After spending nine months on a first draft and another year and a half on revisions, I resolved to make my next book a more streamlined process. That’s why I’m spending October of this year on research, outlining, and pre-writing, and I hope to use NaNoWriMo (National Novel Writing Month) to write my rough draft. As November approaches, I thought I’d share the roadmap I’ll be using.
This is an in-depth outline adapted from the books Writing the Intimate Character by Jordan Rosenfeld and Writing Deep Scenes by Jordan Rosenfeld and Martha Alderson. It’s just one of countless outlining methods available. I’ve studied several, and they all boil down to pretty much the same thing—but for some reason, this one clicked the most with me. It breaks your novel into four parts, each taking roughly 25% of the total word count:
- Emerging Middle
- Deeper Middle
It also focuses on four “energetic markers,” which can be thought of as key scenes or turning points:
- Point of No Return
- Dark Night of the Soul
The Beginning introduces the main character in her normal world. It sets up the central story conflict, as well as the protagonist’s flaw or wound—in other words, how she will need to change over the course of the story. The Beginning ends with the first energetic marker, the Point of No Return, a critical juncture where our heroine decides or is forced to plunge into the new world of the middle. She can no longer return to her old world and status quo. She may be physically trapped in a new world or situation, or she may make a promise or commitment that she can’t renege on.
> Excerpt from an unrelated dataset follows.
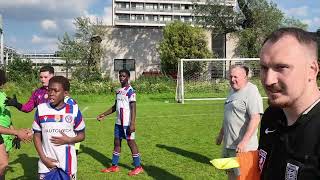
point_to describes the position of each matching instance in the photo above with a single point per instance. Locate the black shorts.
(1, 140)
When she emerges from the Point of No Return, the protagonist is thrust into the new and mysterious world of the Emerging Middle. Here, the action is controlled by antagonists and obstacles. Our heroine faces many setbacks, but is still winning in this stage. Her shadow side begins to reveal itself, both to the reader and to the character herself. She must begin to face her flaws and wounds, which will eventually force her to change. The Emerging Middle ends at the midpoint, a.k.a. the second energetic marker, the Rededication. This is where the main character is forced to reevaluate her progress toward her goal, and either recommit to that goal or identify a new one.
After the Rededication, the protagonist enters the Deeper Middle. This place is even more mysterious and challenging than the Emerging Middle, and our heroine is no longer winning—instead, the antagonists take the lead. The mindset and techniques that served the main character well in her old world no longer work, and she is forced to change her plan of attack. She faces greater setbacks and higher stakes than in the Emerging Middle, and her emotional outlook becomes increasingly bleak. Then, just when she thinks she’s about to reach her goal, she loses everything at the Dark Night of the Soul. This energetic marker turns the story in a new direction. It also awakens the main character to her flaws, strips away her old self, and gives her what she needs to succeed in the upcoming climax.
The protagonist enters the last quarter of the novel, the End, by formulating a plan and gathering resources. These include external resources (information, allies, tools, supplies, etc.) and internal resources (bracing herself emotionally for what’s to come). She no longer hesitates or second-guesses herself—she knows exactly what she must do and why, if not how to do it, and she moves toward her goal with courage and determination. This leads to the final energetic marker, the Triumph, a.k.a. the climax of your story. The Triumph is the heroine’s final confrontation with both the external antagonist and her own internal flaws. In order to succeed at the Triumph, she must come to terms with her shadow side and complete her character transformation. She is now fully united with her new self-awareness, understanding of the world, and sense of responsibility. The Triumph is followed by a brief resolution or denouement, which wraps up any last plot threads and provides a glimpse of the transformed protagonist in her new world.
What I like about this approach is that it’s a roadmap, not a formula. It helps me find the bones of my story before I start writing, while giving me the flexibility to discover the rest as I write. It also forces me to keep in mind both central story threads, action and character arc, and how they work in tandem. I’m looking forward to trying it out in November. If you’re doing NaNoWriMo this year, good luck, and I’ll see you there!